Clinical evaluation of large language model recommendations in melanoma: comparison with multidisciplinary tumor board decisions in a real-world cohort - Summary - MDSpire
Advertisement
Clinical evaluation of large language model recommendations in melanoma: comparison with multidisciplinary tumor board decisions in a real-world cohort
To evaluate the performance of four large language models (LLMs) in generating melanoma treatment recommendations compared to real-world decisions made by a multidisciplinary tumor board (MDT).
Approach:
Study Design: Retrospective single-center study involving 151 patients with newly diagnosed cutaneous melanoma discussed at the MDT.

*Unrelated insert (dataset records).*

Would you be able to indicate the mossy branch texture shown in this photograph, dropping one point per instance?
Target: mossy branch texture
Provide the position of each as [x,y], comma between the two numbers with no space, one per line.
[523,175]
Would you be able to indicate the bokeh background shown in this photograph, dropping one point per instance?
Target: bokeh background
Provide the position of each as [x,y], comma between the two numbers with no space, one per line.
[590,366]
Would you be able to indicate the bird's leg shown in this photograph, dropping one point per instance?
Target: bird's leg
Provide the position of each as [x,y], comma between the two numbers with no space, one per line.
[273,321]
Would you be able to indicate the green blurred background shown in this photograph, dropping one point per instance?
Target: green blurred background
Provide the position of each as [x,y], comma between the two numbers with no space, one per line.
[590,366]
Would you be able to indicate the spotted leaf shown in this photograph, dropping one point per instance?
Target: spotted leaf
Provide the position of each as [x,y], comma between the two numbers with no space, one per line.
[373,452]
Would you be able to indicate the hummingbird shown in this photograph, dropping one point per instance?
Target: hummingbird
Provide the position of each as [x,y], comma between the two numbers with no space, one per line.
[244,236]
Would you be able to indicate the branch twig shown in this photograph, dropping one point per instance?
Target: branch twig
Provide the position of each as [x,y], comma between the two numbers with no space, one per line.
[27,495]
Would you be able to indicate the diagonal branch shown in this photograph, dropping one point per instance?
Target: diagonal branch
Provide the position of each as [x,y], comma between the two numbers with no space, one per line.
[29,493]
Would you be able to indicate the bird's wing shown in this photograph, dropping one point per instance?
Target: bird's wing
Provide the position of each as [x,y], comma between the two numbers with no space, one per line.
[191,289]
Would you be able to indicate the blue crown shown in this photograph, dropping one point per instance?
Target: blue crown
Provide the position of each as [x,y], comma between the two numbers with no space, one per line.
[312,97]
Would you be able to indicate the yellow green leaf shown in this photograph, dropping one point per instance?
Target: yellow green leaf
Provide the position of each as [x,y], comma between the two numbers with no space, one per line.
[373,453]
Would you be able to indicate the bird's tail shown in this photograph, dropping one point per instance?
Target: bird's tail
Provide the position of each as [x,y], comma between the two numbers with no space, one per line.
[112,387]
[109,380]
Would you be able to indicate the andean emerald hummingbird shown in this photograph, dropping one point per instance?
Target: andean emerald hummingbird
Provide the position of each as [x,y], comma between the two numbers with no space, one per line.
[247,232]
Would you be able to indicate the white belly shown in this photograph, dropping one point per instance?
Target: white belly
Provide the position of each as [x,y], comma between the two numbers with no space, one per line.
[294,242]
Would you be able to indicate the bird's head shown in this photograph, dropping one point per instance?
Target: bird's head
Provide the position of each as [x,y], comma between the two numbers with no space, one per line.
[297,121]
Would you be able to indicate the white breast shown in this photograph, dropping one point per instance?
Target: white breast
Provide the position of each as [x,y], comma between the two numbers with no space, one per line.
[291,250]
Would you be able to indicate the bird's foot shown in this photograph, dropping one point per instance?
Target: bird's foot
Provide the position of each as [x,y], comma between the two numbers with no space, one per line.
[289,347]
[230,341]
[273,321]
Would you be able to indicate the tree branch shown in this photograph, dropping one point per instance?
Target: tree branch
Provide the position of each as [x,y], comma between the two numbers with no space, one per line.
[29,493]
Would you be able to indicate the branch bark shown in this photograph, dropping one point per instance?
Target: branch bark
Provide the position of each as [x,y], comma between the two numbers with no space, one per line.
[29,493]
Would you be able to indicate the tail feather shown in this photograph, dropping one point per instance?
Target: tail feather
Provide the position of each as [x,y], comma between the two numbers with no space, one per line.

LLM Evaluation: Recommendations from four LLMs (ChatGPT-4o, ChatGPT-5 Thinking, Gemini 2.5 Pro, DeepSeek-V3.2) were compared against actual MDT decisions by four board-certified oncologists.
Rating Domains: LLM-generated recommendations were rated on clarity, clinical applicability, coverage, explanation and support with evidence, and guideline concordance.
Key Findings:
Inter-rater reliability among oncologists was acceptable to good.

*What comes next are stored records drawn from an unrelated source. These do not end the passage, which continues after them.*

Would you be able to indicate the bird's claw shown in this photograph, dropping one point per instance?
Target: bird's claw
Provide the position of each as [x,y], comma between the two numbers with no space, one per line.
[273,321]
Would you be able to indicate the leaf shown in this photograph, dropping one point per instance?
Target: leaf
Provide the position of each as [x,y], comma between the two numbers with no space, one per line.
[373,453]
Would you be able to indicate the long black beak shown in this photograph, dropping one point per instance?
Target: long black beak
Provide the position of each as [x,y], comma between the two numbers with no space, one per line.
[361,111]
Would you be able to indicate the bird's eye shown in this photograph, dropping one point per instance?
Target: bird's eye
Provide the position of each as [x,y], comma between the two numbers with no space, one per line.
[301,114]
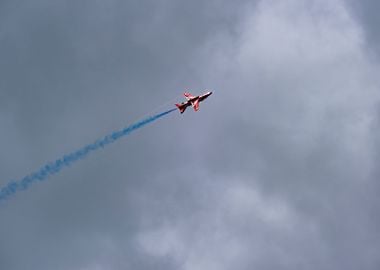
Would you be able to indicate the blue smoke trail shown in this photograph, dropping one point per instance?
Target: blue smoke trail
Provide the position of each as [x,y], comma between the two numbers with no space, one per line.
[67,160]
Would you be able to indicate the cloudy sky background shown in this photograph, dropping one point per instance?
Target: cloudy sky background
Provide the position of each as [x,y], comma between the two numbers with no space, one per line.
[278,170]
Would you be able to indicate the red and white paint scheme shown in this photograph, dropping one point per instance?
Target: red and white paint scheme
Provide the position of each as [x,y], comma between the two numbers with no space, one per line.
[192,101]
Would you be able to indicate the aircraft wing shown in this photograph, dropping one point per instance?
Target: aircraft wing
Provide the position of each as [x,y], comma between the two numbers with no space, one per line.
[196,105]
[188,96]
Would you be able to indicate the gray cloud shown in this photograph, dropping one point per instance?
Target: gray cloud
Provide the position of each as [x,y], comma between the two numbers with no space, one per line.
[277,170]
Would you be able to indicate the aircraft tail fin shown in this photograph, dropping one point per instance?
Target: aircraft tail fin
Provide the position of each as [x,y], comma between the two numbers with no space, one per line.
[181,107]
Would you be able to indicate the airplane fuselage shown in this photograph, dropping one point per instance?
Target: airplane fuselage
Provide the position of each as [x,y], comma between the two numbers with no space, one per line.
[192,101]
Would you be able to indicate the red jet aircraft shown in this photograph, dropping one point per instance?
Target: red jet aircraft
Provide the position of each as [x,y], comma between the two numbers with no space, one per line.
[192,101]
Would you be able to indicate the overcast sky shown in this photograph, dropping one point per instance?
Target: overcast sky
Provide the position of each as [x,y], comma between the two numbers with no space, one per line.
[278,169]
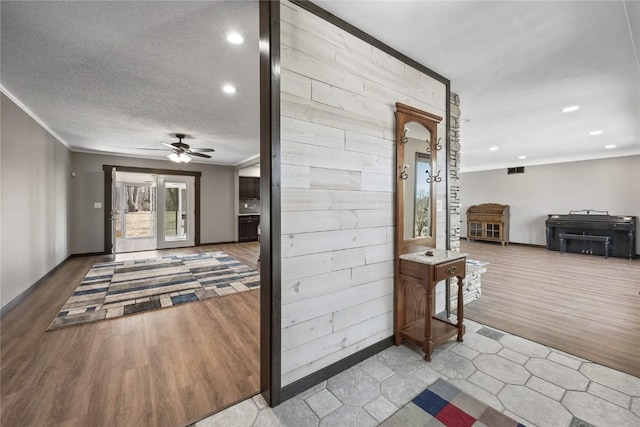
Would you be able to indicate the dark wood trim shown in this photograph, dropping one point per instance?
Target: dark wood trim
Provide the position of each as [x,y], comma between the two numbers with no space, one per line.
[196,226]
[447,153]
[230,242]
[270,231]
[532,245]
[154,171]
[327,372]
[108,238]
[17,300]
[86,254]
[108,202]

ChatGPT-5 Thinking demonstrated the strongest overall performance among the LLMs.
Statistically significant performance differences were observed across all evaluated domains.
Performance differences were most clinically relevant in complex treatment scenarios.
Interpretation:
Selected LLMs may support melanoma MDT practice in resource-limited settings.
Limitations:
The study is retrospective and conducted at a single center.
Further prospective studies are needed to validate LLM-assisted treatment recommendations.
Conclusion:
While LLMs show potential as supportive tools in melanoma treatment decision-making.